A pregnant woman must take all types of foods in much quantity for getting a strong and healthy child.
During pregnancy, a woman may fall to anamae due to rise in demand for iron. She may be affected by any disease for anamea and her death risk may increase during post-delivery bleeding for anamea during pregnancy period.
Weight of both mother and child is disrupted due to anamea during pregnancy. A premature baby may be given to birth with less body weight.
The children who are born with less weight lack the necessary amount of iron like other elements, hence, they may be easily affected any disease and it enhance their death risk.
A mother can ensure the nutrition of her foetus by taking foods as per nutrition demand before and after pregnancy till delivery.
A baby is more likely to be given birth with less weight if a girl becomes pregnant at under age. Any girl should not marry before the age 18 and not be pregnant before 20 years of her age.
Short, lean and malnourished mother only gives birth to baby with less weight, which in later life bring serious consequences for children.
Due to less body weight during birth, chances of child mortality and being affected by diseases are more likely.
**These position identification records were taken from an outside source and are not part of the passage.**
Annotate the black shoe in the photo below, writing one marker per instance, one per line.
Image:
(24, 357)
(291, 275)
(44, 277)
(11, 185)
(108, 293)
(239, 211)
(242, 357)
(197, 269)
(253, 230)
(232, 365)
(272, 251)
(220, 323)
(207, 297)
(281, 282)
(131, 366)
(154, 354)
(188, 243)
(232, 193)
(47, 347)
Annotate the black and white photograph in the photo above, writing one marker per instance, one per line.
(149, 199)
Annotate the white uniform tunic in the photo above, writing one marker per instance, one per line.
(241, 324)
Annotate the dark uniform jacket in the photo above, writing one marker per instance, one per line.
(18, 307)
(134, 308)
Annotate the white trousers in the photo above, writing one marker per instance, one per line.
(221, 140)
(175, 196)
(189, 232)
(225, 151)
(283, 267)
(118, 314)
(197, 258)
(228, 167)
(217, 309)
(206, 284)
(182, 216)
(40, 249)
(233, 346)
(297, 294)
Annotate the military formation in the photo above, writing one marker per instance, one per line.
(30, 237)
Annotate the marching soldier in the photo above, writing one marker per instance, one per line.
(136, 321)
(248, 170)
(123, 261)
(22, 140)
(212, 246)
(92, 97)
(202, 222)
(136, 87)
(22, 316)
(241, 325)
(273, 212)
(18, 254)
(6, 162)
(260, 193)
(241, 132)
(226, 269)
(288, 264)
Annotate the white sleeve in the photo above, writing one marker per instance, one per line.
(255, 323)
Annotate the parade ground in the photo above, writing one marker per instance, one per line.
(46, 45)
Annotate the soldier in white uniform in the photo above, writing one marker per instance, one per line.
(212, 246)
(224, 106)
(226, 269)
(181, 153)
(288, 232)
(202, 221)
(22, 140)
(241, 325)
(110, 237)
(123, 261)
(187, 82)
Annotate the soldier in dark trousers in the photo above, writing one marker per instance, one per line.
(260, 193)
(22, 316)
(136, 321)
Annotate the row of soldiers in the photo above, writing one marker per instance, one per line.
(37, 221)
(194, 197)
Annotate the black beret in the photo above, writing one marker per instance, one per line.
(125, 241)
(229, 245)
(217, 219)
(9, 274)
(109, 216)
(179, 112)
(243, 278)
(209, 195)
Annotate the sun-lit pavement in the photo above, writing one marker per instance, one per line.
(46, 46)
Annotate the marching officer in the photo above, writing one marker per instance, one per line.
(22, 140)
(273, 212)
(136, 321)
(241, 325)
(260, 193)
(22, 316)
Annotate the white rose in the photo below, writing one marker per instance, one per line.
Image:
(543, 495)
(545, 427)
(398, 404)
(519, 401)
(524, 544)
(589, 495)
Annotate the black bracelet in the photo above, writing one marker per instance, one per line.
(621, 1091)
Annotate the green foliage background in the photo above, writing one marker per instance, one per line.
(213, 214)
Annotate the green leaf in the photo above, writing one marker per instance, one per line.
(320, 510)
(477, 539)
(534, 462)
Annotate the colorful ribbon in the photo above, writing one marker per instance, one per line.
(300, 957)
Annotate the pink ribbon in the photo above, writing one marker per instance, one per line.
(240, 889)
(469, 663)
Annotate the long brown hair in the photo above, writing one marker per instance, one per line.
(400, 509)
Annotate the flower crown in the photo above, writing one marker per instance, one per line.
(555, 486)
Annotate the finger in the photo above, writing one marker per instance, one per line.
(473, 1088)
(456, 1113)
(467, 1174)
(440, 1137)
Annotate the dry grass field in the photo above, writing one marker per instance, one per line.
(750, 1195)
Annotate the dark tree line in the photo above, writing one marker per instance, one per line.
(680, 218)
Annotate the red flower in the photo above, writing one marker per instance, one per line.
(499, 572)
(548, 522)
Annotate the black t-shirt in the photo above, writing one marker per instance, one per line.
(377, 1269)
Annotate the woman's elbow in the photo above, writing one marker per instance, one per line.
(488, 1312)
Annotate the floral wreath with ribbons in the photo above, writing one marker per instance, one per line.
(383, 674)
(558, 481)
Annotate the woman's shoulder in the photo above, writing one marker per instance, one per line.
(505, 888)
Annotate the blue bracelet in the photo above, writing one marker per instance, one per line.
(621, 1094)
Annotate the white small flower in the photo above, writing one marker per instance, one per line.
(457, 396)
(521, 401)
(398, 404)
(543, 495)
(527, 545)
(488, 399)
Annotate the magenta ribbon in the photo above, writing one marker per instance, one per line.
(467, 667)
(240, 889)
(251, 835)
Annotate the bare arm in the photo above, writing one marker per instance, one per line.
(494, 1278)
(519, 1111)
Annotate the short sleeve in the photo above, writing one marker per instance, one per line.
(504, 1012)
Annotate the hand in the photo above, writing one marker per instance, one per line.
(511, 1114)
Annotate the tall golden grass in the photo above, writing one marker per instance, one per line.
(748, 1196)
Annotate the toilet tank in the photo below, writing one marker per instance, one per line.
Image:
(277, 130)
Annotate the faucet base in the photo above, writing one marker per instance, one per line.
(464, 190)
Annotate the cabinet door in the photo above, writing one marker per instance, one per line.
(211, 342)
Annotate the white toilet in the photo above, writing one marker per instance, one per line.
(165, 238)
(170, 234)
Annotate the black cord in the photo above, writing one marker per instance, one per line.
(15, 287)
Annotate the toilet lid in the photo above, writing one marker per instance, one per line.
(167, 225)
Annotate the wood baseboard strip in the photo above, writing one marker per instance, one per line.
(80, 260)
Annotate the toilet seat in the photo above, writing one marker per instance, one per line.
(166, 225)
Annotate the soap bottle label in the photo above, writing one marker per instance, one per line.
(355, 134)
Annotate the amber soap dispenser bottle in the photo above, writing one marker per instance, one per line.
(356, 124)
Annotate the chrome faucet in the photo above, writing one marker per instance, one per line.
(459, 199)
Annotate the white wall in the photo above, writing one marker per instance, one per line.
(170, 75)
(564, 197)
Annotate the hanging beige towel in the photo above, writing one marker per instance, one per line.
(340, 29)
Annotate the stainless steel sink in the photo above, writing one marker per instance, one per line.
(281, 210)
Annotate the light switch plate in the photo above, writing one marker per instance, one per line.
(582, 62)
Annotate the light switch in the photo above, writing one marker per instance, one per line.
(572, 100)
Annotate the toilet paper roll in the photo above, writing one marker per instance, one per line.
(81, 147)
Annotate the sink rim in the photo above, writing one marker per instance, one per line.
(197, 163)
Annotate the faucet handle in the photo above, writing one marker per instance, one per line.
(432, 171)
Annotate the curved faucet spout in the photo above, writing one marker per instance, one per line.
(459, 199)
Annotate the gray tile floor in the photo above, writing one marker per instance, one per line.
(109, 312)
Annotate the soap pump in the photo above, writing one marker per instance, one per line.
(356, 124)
They lose their resistance power against contagious diseases and they frequently fall to diarrhoea and pain respiratory system.
If a pregnant woman lack iodine, she is more likely to give birth to fool child. Lack of sufficient iodine cause irreparable damages to brain and neurology of the child.
Those women who suffer from iodine deficiency are more likely to face abortion and to give birth to dead or disabled child than other women.
Those children who suffer from iodine deficiency are more likely to fall to malnutrition than other children and their disease prevention capacity also get reduced. The death risk also increase for iodine deficiency.
The demand for nutrition elements for the under five children is more than the grown up man as their body weight increases at every six months till the age two, said Khoinkuti.
Under age children need protein for their quick growth and body formation. So the amount of both quality and quantity of protein should be ensured in the food of children. Demand for calorie for children is more than their parents because of more body growth than grown up man. Breast milk only don't meet the requirement of a child after passing of six month.
Since six month, they should be given other foods along with human milk. This food is called complementary food for children. If the children are provided only breastmilk or other milk and are not given complementary foods, then they may gradually become sick and thin which is called marasmas caused by lack of necessary protein and calorie.
On the other hand, various symptoms may ensue in child's body due to lack of necessary protein if only carbohydrate are given to them as complementary food.
These symptoms are body swelling with water, disruption of body growth, slight reduction of body weight and lack of feelings and interest.
Another serious malnutrition of children of this year is various eye diseases caused by vitamins and children become completely blind if this malnutrition continue.
Many of our children turn blind due to lack of Vitamin-A every year. Intake of huge quantity of vegetables and yellow coloured fruits can solve the Vitamin-A deficiency. The above-mentioned two types of may affect children in two-year age but protein deficiency malnutrition is seen within first one year of age.
Many of poor children suffer from intestinal diseases and malnutrition due to living in unhygienic environment. Khoinkuti advised mothers to breastfeed their children during first six months to keep their children free from intestinal diseases.
Children should not be provided food now and then. Intake of excess foods may cause trouble in their liver and hamper digestive system. A child remain healthy with sound body if they get foods timely and as per quantity.